I am working on a spatial analysis of traffic accidents, the goal of which is to estimate the effects of spatial covariates on the intensity function of crashes. The original analysis was an inhomogeneous poisson point process model which treated space as a plane. This approach received criticism because it does not respect the fact that "points" can only occur on the road network. While conducting a literature search, I found some sources related to estimating things like density, the K-function, and other common spatial descriptives for point processes on a network. This paper

“A Network-Constrained Integrated Method for Detecting Spatial Cluster and Risk Location of Traffic Crash: A Case Study from Wuhan, China” Sustainability 2015, 7, 2662-2677

and those it cites are good examples. However, none of these appear to give methods for regression-like point process models restricted to a network. Does anyone have any references for this problem? I can't imagine I'm the first to encounter this.
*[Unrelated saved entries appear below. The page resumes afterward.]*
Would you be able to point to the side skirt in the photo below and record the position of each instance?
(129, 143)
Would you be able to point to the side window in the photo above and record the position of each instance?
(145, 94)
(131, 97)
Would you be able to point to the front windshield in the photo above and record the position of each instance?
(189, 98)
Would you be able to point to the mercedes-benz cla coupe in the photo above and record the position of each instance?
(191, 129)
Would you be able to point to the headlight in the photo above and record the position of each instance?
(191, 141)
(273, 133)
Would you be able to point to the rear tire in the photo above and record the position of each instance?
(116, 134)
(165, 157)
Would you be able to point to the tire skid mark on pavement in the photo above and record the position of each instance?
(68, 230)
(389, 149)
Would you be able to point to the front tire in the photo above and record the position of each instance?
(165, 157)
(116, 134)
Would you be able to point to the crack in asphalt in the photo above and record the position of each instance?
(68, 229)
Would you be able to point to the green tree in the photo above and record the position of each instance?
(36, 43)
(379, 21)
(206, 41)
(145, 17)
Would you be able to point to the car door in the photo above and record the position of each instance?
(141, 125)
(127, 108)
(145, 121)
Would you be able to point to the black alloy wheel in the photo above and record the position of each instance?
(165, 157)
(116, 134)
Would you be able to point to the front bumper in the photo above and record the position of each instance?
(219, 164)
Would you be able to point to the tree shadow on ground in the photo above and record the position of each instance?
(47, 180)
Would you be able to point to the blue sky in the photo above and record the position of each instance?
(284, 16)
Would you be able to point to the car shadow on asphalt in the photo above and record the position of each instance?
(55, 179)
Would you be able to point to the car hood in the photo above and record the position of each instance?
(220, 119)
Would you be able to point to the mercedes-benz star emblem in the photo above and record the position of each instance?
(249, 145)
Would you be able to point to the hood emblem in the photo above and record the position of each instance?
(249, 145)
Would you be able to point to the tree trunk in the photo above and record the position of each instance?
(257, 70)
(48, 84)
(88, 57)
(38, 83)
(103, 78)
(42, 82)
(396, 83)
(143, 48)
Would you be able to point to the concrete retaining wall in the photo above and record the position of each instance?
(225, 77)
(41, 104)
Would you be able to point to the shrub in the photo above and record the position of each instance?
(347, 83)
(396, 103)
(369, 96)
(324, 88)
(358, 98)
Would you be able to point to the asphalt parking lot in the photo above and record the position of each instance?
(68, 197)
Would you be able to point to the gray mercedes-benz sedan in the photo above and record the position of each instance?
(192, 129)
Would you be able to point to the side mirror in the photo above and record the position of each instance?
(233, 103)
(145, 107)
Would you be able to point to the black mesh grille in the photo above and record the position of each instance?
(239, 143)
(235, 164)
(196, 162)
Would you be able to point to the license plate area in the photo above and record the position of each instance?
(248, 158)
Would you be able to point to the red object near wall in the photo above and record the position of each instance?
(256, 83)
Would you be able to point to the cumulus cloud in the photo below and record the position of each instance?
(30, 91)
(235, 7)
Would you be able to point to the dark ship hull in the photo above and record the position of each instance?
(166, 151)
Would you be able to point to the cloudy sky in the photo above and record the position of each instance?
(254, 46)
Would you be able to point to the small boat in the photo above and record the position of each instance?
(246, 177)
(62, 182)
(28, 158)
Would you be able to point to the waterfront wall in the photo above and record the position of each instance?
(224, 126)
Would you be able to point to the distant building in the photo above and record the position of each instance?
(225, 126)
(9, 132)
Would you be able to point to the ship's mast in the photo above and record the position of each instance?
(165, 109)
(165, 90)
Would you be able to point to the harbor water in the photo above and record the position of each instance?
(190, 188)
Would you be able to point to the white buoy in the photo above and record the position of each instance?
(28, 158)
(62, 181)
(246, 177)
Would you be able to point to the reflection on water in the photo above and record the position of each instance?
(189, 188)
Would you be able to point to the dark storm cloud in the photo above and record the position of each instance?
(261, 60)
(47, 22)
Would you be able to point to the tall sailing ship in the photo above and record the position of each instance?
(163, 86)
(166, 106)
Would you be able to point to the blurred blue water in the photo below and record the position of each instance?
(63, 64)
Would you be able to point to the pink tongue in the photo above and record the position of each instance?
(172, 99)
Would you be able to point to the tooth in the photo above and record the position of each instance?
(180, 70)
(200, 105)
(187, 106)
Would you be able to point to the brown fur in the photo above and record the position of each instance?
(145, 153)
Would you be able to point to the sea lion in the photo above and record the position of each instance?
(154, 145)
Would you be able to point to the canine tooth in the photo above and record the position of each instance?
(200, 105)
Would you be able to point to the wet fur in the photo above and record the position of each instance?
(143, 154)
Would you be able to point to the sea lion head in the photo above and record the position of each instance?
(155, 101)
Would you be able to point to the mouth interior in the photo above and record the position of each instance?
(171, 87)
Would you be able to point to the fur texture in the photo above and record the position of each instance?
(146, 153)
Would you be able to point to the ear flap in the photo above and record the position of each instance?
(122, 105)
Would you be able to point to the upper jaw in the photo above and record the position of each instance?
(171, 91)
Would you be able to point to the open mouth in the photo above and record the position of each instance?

p.s. While typing the title of this question the following question was suggested:

Are there models for "censored" spatial point processes?

while related, I think I'm asking a very different question (correct me if I'm wrong).

In shameless self-promotion I can say that a chapter is devoted to this in Spatial Point Patterns: Methodology and Applications with R. The main problem for you would be that it is expected to be available for purchase sometime in November 2015. The relevant methodology is already implemented in the spatstat package for R, so you might find inspiration there. To fit a Poisson model with covariates you would use the function lppm.